We agree with Dial-In that the papers served on ARO on May 23, even with two pages of the contract missing, did in fact reveal that the case might be removed to federal court. This Court could exercise subject matter jurisdiction in this case only by virtue of the parties' diversity of citizenship, pursuant to 28 U.S.C. § 1332(a). The initial pleading which ARO received on May 23 quite clearly alleged that the parties are citizens of different states and that the amount in controversy exceeds $10,000.*fn1 Thus, ARO could have determined from the outset that this action was removable, and the thirty-day period established in § 1446(b) began to run on May 23. Consequently, ARO's July 19 petition for removal is untimely.

The fact that ARO filed a general appearance on June 19 is irrelevant to the question of removability. If anything, ARO's appearance constituted a waiver of any objections it may have had to the May 23 service of process. E.g., Gutow v. Cooper, 82 Ill. App.3d 534, 37 Ill.Dec. 850, 402 N.E.2d 852 (1st Dist. 1980); Zvonarits v. Vollen, 64 Ill.App.3d 958, 21 Ill.Dec. 724, 382 N.E.2d 18 (1st Dist. 1978).*fn2 But as we have already noted, service of process under state law is distinct from, and does not govern, removal under § 1446.

Also irrelevant is the stipulation of the parties to allow ARO to answer or otherwise plead to Dial-In's complaint until July 19. The thirty-day period set forth in § 1446(b) is mandatory and cannot be extended by consent of the parties or by court orders. E.g., Diaz v. Swiss Chalet, 525 F. Supp. 247, 250 (D.P.R. 1981); Tyler, 524 F. Supp. at 1213; Crompton v. Park Ward Motors, Inc., 477 F. Supp. 699, 701 (E.D.Pa. 1979); Perrin v. Walker, 385 F. Supp. 945, 948 (E.D.Ill. 1974); Transport Indemnity Co. v. Financial Trust Co., 339 F. Supp. 405, 407 (C.D.Cal. 1972). Therefore, the parties' stipulation has no effect on the timeliness of ARO's removal petition.

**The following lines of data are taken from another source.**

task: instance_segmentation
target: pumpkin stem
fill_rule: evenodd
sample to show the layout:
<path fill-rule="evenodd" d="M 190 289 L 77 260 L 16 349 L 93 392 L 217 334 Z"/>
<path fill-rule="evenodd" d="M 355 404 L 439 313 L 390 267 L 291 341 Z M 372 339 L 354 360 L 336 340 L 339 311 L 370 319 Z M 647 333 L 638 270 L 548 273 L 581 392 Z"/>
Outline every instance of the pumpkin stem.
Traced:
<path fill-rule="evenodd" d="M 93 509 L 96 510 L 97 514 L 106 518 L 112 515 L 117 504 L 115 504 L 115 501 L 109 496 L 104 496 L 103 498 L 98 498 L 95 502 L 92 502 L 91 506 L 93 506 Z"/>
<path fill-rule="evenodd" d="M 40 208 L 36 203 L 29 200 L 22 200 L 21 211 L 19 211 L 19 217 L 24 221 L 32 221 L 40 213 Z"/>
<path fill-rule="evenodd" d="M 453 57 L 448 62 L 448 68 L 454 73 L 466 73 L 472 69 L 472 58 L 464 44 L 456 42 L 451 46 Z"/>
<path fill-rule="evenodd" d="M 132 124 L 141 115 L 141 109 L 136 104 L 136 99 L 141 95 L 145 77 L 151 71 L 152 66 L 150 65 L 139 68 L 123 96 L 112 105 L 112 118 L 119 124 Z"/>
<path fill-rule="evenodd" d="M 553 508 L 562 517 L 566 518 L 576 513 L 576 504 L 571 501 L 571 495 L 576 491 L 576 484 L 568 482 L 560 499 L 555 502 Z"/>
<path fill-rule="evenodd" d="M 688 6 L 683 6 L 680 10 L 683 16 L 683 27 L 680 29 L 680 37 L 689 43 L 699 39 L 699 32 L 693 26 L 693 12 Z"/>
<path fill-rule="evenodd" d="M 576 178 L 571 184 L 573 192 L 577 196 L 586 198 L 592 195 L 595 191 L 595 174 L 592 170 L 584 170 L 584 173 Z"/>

In sum, ARO's petition for removal is untimely, as it was not filed within thirty days of the May 23, 1985 service of summons and complaint. Because the case was improperly removed from state court — though without any apparent bad faith — ARO must pay Dial-In the costs, but not the attorney's fees, the latter incurred in opposing removal.*fn3 28 U.S.C. § 1446(d); Zoyoipoulos v. Palombo, 584 F. Supp. 867 (D.Colo. 1984); Brown & Sharp Mfg. Co. v. All Individual Members of Lodges 1088 and 1142 of District No. 64 of the Int'l Ass'n of Machinists and Aerospace Workers, AFL-CIO, 535 F. Supp. 167, 172 (D.R.I. 1982). Accordingly, Dial-In's motion to remand is granted. It is so ordered.